Poche concessioni ad altri cavalli di battaglia del centrodestra e in particolare degli alleati Lega e Forza Italia.

Flat tax e pace fiscale

L’aliquota agevolata (il sottoscritto si rifiuta ovviamente di chiamare “flat tax” uno sconto di aliquota) per le partite IVA è incrementata dai 75 mila euro di fatturato ad 85 mila euro (altro aggiustamento di effetto pressoché nullo al netto dell’inflazione). La pace fiscale invece si concretizza con solo annullamento delle cartelle esattoriali di importo inferiore a 1.000 euro e antecedenti al 2015, le altre saranno da pagare con maggiorazione del 3% ma possibilità di rateizzazione. Di molto ridimensionato il taglio dell’IVA per beni di prima necessità, ridottosi a 1.5 miliardi per una categoria merceologica ristretta per prodotti di cura dei bambini e viene femminile.

Agevolazioni per le donne e cuneo fiscale

Favoritismi fiscali, francamente discriminatori, a favore di assunzioni di personale femminile al disotto dei 35 anni di età (non basta fare una bella battaglia sull’articolo “il” per designare il presidente del consiglio, per avversare veramente il pensiero dominante). Poche risorse per lo sbandieratissimo taglio del cuneo fiscale, ridotte ad appena 5 miliardi (con quindi un impatto decisamente trascurabile).

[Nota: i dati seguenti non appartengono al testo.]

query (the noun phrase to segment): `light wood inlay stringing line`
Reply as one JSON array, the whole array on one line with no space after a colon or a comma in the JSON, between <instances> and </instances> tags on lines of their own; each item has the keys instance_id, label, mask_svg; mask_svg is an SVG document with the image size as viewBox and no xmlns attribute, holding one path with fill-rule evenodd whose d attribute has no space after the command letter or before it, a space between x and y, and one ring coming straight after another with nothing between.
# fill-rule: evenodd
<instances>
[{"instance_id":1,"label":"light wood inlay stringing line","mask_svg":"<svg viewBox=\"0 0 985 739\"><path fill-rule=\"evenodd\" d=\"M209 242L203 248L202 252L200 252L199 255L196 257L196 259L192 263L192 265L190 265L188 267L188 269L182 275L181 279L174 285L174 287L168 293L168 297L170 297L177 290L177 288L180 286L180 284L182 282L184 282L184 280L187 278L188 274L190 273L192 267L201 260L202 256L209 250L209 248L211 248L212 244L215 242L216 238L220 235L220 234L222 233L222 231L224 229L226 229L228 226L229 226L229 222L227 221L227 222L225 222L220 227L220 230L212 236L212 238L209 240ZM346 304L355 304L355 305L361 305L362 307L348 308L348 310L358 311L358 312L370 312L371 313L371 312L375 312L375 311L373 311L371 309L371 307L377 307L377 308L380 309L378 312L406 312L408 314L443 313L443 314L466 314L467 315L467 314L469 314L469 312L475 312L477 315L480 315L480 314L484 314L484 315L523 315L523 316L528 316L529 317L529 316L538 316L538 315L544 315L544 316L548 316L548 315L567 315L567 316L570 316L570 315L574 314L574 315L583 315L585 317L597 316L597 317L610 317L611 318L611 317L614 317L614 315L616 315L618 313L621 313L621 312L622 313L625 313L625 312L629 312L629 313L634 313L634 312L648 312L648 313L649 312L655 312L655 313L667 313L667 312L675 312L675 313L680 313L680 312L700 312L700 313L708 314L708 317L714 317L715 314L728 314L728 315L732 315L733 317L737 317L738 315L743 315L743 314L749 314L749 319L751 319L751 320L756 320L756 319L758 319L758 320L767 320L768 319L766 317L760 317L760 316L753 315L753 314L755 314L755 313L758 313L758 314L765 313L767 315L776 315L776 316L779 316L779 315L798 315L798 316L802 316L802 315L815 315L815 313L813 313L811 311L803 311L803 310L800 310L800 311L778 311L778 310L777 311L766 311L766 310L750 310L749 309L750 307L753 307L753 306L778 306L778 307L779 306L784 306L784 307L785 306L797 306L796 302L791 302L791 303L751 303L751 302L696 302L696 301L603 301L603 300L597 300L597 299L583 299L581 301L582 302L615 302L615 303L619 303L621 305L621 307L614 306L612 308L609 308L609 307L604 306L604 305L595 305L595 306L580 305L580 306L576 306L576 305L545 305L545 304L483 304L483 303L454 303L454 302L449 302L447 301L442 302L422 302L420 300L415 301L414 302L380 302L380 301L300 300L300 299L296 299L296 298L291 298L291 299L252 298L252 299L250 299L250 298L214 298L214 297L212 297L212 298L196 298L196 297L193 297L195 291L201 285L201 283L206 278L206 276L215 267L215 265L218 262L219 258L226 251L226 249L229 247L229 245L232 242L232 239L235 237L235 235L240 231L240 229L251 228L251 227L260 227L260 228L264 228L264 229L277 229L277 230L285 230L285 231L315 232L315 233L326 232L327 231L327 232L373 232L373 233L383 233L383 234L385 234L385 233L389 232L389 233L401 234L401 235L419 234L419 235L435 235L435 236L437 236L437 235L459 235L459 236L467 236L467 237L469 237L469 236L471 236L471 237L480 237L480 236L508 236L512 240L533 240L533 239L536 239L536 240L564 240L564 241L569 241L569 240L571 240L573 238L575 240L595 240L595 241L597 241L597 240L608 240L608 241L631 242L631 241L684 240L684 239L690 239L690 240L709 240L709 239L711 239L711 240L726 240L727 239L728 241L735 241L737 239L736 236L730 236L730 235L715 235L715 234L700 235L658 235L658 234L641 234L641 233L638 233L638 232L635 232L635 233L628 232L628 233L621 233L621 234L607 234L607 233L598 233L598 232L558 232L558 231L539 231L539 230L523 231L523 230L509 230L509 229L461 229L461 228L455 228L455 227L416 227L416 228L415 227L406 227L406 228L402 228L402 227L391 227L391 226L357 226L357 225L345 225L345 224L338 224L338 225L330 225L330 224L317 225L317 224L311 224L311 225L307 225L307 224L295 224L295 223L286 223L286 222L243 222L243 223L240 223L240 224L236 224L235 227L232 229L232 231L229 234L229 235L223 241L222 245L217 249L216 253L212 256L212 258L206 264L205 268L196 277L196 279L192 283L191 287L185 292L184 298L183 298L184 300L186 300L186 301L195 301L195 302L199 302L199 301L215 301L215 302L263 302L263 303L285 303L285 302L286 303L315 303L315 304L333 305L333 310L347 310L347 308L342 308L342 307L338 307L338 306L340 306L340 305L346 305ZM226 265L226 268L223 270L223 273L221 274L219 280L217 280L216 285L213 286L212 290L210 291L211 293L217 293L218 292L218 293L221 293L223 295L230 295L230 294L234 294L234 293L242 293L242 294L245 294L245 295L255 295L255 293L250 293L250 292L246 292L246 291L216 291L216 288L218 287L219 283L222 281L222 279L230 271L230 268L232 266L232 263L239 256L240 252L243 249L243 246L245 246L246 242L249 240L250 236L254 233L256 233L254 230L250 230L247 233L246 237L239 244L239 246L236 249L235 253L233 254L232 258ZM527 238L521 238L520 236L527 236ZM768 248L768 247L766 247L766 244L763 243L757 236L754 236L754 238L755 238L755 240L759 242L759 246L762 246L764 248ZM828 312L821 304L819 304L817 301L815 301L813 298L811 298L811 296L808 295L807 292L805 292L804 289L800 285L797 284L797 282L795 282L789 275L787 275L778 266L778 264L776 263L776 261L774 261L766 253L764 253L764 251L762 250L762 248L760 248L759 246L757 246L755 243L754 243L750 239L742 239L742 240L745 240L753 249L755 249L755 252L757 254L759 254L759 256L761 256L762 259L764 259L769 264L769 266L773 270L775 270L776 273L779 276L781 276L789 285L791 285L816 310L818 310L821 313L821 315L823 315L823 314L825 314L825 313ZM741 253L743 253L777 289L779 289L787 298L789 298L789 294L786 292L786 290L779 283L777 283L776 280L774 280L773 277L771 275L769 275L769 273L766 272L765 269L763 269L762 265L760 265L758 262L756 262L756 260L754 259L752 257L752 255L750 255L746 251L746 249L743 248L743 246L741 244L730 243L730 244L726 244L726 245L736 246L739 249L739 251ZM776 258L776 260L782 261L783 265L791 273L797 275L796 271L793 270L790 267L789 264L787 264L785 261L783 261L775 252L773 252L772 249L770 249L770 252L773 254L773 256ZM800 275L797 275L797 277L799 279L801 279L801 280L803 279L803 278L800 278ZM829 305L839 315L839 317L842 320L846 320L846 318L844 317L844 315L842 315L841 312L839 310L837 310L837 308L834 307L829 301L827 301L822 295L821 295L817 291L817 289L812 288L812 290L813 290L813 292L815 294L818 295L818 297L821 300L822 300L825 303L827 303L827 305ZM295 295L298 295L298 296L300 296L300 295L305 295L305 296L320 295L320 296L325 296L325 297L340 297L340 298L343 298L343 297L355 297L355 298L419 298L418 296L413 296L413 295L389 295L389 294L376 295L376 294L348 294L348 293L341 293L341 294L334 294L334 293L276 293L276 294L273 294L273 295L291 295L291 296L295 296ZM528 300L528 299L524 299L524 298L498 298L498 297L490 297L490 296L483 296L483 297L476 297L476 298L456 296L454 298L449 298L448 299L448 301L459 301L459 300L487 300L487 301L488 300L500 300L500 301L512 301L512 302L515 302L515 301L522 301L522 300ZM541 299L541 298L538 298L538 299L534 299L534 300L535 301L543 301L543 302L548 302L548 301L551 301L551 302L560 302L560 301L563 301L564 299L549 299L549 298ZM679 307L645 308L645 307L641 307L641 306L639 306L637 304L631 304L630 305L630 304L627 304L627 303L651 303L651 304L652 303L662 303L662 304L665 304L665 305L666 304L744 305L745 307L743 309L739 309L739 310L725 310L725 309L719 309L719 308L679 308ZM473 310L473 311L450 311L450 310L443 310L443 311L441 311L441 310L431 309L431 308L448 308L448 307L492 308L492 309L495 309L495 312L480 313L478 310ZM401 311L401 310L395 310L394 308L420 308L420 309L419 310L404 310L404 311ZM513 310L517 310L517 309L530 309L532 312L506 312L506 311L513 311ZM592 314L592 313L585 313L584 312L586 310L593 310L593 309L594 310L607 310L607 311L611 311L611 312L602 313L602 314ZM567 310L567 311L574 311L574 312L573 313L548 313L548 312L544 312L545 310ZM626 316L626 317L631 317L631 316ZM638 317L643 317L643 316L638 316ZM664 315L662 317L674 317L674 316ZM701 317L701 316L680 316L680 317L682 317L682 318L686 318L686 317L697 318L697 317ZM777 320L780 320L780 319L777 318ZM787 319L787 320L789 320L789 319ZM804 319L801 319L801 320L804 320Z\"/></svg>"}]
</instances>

La fine del reddito di cittadinanza

L’unica misura che almeno ha una sua nota di colore e l’annunciata fine del reddito di cittadinanza dal 2024, i cui parametri verranno già ristretti nel corso del 2023. Insomma, per ricapitolare: nessuna risorsa per tagli significativi agli oneri fiscali delle imprese, nessun impatto significativo per la riduzione del deficit di produttività che abbiamo rispetto ai nostri principali concorrenti europei, nessun intervento strutturale sull’energia o su nessun altro settore. Il governo Meloni di fatto, in un mese di incarico, cancella tutto quanto fatto dal governo gialloverde, per il resto si riadegua ai vincoli di Bruxelles.